刘维惠, 陈殿生, 张立志. 人机协作下的机械臂轨迹生成与修正方法[J]. 机器人, 2016, 38(4): 504-512. DOI: 10.13973/j.cnki.robot.2016.0504
引用本文: 刘维惠, 陈殿生, 张立志. 人机协作下的机械臂轨迹生成与修正方法[J]. 机器人, 2016, 38(4): 504-512. DOI: 10.13973/j.cnki.robot.2016.0504
LIU Weihui, CHEN Diansheng, ZHANG Lizhi. Trajectory Generation and Adjustment Method for Robot Manipulators in Human-Robot Collaboration[J]. ROBOT, 2016, 38(4): 504-512. DOI: 10.13973/j.cnki.robot.2016.0504
Citation: LIU Weihui, CHEN Diansheng, ZHANG Lizhi. Trajectory Generation and Adjustment Method for Robot Manipulators in Human-Robot Collaboration[J]. ROBOT, 2016, 38(4): 504-512. DOI: 10.13973/j.cnki.robot.2016.0504

人机协作下的机械臂轨迹生成与修正方法

Trajectory Generation and Adjustment Method for Robot Manipulators in Human-Robot Collaboration

  • 摘要: 针对日常生活中多障碍物环境下的服务机器人机械臂轨迹规划问题,提出了一种人机协作下的轨迹生成与修正方法.首先,基于动态动作基元(DMP)模型,设计了一个能生成与示教轨迹形状相似的路径的方法.该方法针对多自由度耦合产生的轨迹形状畸变问题,通过将3维目标点投影于示教轨迹平面,再利用罗德里格旋转公式生成3维路径,保证了生成轨迹在各个方向都具有较稳定的形状特征.其次,针对存在多种形状障碍物的复杂操作环境,提出了通过插入交互点对轨迹形状进行修正的方法.并采用双抛物线插值算法使修正后的轨迹平滑.最后,基于人机协作的思想,在ROS(robot operating system)环境下搭建一个交互界面.从而操作者能够直观地辅助机械臂完成无障碍物和有障碍物的情况下的末端轨迹生成和修正.实验结果验证了该方法的直观性和灵活性,该方法适用于具有多种障碍物的复杂日常环境.

     

    Abstract: For trajectory planning of service robot manipulators in daily living environment with obstacles, a trajectory generation and adjustment method in human-robot collaboration is proposed. At first, an approach is designed to produce a trajectory with similar shape to the demonstrated one based on dynamic movement primitive (DMP) model. Here, the problem of shape distortion caused by multi-degree-of-freedom coupling is solved by projecting the 3D target point on a plane where the demonstration trajectory falls, then generating the 3D trajectory by using Rodrigues' rotation formula.

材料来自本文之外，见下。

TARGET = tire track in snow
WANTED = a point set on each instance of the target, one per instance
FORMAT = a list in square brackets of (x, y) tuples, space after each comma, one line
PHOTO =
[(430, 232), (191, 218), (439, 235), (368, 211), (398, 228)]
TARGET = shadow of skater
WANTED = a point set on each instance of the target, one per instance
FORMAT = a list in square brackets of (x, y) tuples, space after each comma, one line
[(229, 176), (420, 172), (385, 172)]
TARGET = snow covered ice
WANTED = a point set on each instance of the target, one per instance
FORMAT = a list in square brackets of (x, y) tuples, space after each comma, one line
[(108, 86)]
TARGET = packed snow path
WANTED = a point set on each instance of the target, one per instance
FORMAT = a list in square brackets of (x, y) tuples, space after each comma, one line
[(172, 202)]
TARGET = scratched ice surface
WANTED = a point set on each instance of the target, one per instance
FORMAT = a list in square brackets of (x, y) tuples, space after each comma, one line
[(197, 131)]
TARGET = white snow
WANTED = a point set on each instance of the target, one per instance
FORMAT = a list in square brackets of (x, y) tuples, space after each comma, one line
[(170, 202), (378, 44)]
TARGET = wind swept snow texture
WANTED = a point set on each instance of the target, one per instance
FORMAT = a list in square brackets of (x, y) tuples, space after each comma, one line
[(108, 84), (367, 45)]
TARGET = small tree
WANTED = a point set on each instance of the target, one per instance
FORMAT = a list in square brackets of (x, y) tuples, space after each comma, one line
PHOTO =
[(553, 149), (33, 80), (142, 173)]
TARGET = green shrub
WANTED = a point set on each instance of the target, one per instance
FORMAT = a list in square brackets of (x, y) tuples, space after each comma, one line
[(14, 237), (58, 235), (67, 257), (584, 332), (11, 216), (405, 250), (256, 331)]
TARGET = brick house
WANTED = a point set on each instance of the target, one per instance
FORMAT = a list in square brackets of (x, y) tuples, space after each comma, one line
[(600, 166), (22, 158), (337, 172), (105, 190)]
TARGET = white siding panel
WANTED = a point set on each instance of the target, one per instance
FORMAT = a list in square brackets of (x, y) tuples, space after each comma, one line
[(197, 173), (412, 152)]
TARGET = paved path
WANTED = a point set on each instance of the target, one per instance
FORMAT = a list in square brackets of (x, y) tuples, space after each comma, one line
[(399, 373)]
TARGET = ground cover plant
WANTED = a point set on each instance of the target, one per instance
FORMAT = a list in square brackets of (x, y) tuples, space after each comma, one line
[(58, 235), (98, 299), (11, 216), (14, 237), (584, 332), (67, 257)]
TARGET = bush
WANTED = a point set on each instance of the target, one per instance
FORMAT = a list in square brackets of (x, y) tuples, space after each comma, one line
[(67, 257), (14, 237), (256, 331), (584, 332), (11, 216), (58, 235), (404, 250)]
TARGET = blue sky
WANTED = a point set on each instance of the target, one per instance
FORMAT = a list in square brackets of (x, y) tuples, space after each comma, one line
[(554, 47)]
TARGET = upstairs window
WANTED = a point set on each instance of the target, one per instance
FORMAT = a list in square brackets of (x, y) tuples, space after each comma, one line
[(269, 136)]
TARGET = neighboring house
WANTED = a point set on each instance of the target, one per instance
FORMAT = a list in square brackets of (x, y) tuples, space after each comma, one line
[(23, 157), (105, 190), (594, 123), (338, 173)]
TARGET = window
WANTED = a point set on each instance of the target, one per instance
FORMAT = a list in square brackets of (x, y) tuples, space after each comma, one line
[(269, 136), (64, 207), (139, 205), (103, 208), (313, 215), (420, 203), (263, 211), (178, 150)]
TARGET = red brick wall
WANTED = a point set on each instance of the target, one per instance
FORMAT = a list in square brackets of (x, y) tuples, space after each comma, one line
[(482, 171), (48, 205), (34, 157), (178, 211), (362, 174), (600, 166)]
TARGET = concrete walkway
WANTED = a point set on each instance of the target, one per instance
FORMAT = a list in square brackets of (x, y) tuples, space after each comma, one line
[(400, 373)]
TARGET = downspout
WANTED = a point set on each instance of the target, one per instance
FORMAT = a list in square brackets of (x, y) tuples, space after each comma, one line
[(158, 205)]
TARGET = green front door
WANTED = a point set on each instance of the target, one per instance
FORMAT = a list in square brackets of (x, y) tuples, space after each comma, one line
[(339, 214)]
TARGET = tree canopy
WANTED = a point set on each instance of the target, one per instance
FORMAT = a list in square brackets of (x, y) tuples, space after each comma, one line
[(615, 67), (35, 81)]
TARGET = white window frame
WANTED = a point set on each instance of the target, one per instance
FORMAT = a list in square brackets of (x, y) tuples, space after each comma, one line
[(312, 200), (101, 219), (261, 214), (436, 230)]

Thus the shape character of the produced trajectory can be ensured in all directions. Secondly, the trajectory can be adjusted by inserting interactive points to meet the operation requirements in cases of complex environments with obstacles in different shapes, and then it is smoothened by dual parabolic interpolation algorithm. Lastly, an interactive interface is built in ROS (robot operating system) under the idea of human-robot collaboration. Operators can intuitively help a manipulator to generate and adjust the 3D trajectory of the end-effector in the environment with or without obstacles. Obstacle-avoidance experiments validate the intuitiveness and flexibility of the proposed approach, which can adapt to complex daily-living environment with multiple kinds of obstacles.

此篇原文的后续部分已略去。